There was sufficient evidence to sustain the verdict. The credibility of the witnesses was a question for the jury to determine, and there was testimony adduced, both direct and circumstantial, which tended to establish appellant’s guilt. There are other assignments of error which will be discussed !n the order mentioned in the brief of counsel.

Objections were made to certain questions propounded to Mrs. Bettie Shinn on cross-examination and the exhibition to her of a letter said to have been received from appellant without introduction of the letter before the jury. Mrs. Shinn was asked whether or not she had corresponded with appellant while he was temporarily held in the penitentiary under the present charge. She answered in the affirmative, and the prosecuting attorney thereupon held up a letter and asked her if she had received that letter from appellant.

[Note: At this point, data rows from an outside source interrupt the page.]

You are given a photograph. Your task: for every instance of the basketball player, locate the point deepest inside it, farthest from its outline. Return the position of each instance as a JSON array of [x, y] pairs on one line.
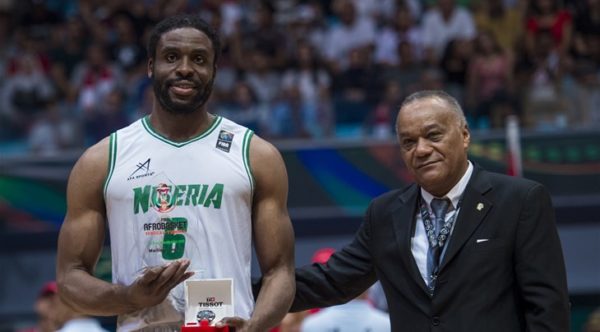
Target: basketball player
[[183, 192]]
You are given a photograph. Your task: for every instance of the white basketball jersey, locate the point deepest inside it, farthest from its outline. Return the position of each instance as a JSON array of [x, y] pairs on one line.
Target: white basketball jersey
[[168, 200]]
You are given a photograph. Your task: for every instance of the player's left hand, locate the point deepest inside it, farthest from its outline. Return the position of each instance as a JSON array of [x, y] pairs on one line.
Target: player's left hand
[[238, 324]]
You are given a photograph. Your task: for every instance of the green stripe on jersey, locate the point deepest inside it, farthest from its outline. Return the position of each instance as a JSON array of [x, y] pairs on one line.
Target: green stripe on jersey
[[246, 156], [146, 123], [112, 159]]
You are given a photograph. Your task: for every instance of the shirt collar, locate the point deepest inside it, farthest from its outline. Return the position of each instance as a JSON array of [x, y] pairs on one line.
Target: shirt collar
[[456, 192]]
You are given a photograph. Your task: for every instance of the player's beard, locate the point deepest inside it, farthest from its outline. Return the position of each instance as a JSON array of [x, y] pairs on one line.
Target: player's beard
[[161, 91]]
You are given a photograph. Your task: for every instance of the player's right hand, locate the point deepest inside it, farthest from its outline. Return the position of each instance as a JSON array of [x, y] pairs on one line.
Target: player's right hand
[[155, 283]]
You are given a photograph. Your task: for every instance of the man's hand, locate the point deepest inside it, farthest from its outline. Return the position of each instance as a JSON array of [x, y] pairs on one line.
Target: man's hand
[[238, 324], [153, 286]]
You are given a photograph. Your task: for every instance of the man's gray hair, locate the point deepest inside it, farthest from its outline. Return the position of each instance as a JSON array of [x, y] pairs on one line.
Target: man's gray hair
[[437, 94]]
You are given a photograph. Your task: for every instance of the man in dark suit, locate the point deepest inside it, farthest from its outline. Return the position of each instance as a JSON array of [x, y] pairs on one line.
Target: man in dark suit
[[494, 262]]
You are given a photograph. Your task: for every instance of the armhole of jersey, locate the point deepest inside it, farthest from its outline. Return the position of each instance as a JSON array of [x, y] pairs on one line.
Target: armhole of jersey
[[112, 157], [246, 156]]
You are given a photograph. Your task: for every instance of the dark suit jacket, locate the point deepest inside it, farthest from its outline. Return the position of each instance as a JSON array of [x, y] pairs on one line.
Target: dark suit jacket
[[512, 279]]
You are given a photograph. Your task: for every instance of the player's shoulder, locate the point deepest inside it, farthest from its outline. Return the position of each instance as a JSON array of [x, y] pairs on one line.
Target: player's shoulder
[[261, 149], [94, 160]]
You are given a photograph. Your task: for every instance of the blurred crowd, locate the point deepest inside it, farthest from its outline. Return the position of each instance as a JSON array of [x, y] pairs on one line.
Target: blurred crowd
[[73, 71]]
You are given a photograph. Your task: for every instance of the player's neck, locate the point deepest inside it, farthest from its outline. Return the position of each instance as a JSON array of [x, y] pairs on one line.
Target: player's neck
[[180, 127]]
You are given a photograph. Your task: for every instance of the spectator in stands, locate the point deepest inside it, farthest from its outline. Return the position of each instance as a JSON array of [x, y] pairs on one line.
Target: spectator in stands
[[454, 64], [126, 49], [67, 50], [490, 82], [586, 39], [54, 131], [549, 16], [407, 72], [583, 93], [244, 108], [261, 35], [24, 95], [95, 78], [381, 119], [355, 91], [504, 24], [350, 34], [308, 74], [44, 308], [444, 22], [107, 116], [262, 77], [543, 102], [593, 322], [357, 315], [401, 30]]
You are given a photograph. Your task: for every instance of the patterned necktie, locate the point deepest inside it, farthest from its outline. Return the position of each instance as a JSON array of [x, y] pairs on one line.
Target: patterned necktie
[[439, 208]]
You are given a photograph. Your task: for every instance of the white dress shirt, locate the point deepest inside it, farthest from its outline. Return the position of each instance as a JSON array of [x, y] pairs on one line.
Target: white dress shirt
[[419, 242]]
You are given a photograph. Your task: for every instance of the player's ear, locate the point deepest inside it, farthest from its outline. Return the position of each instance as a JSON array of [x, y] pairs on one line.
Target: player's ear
[[150, 69]]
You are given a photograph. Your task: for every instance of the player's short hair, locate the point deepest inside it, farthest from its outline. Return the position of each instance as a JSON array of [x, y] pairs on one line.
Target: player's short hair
[[450, 101], [184, 21]]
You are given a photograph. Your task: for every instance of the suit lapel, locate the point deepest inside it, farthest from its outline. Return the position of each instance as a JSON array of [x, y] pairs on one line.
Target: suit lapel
[[403, 215], [473, 210]]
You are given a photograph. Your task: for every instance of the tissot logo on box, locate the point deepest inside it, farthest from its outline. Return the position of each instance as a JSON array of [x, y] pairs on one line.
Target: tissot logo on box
[[224, 141]]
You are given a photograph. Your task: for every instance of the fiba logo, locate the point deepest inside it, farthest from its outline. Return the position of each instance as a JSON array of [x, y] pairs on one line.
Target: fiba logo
[[164, 200]]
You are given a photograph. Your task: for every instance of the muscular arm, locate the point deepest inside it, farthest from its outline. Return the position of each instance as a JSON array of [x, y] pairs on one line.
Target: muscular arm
[[347, 274], [273, 235], [540, 267], [80, 243]]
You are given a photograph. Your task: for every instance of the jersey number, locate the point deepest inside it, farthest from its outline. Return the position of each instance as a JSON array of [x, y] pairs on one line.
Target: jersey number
[[174, 240]]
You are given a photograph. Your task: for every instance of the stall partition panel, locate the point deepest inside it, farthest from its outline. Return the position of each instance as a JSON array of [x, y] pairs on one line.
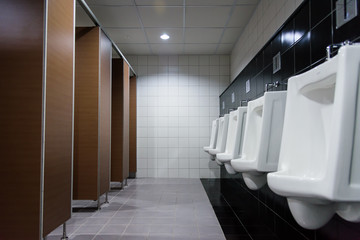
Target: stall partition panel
[[59, 114], [20, 119], [105, 111], [117, 120], [32, 98], [132, 133], [126, 116], [86, 129], [120, 121]]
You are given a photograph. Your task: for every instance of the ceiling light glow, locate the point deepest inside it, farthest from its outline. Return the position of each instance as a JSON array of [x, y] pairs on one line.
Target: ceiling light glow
[[164, 36]]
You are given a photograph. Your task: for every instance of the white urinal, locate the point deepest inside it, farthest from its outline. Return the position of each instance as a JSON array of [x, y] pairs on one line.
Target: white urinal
[[221, 137], [260, 153], [234, 141], [213, 136], [319, 165]]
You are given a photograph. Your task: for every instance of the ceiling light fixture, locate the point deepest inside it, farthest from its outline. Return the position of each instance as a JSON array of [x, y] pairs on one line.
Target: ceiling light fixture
[[164, 36]]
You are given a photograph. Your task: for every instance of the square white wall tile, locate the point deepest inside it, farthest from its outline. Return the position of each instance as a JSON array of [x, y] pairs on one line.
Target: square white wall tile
[[177, 99]]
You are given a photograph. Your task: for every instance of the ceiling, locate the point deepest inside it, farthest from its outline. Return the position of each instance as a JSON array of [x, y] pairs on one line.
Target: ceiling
[[194, 26]]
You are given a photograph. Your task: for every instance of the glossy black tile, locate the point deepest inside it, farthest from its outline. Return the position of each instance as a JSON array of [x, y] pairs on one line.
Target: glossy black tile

There was a long colloquy then between counsel in the case, in which appellant’s counsel objected to the introduction of any correspondence on the ground that it was not admissible because written from tho penitentiary, and also on the ground that the letter itself should first be shown to the witness. The court permitted the question to be asked in the following form, and answered:

“Q. I will ask you if you got a letter from Shinn in which he stated this, ‘You all know that I left home and come back through the same door, and that the lights were burning when I left and when I come back, and that I could not have took my gun or brought back any gun, as the lamp was lit when I come back, and the kind of pants I wore, so you will be asked all these, and that I slept on a couch in the north room, your room, and that the lights burned all night, and me and Luther got up and fed and milked the cows, etc., in the morning. ’ Did you get a letter from him with a statement like that from him ?
A. “Yes, sir.”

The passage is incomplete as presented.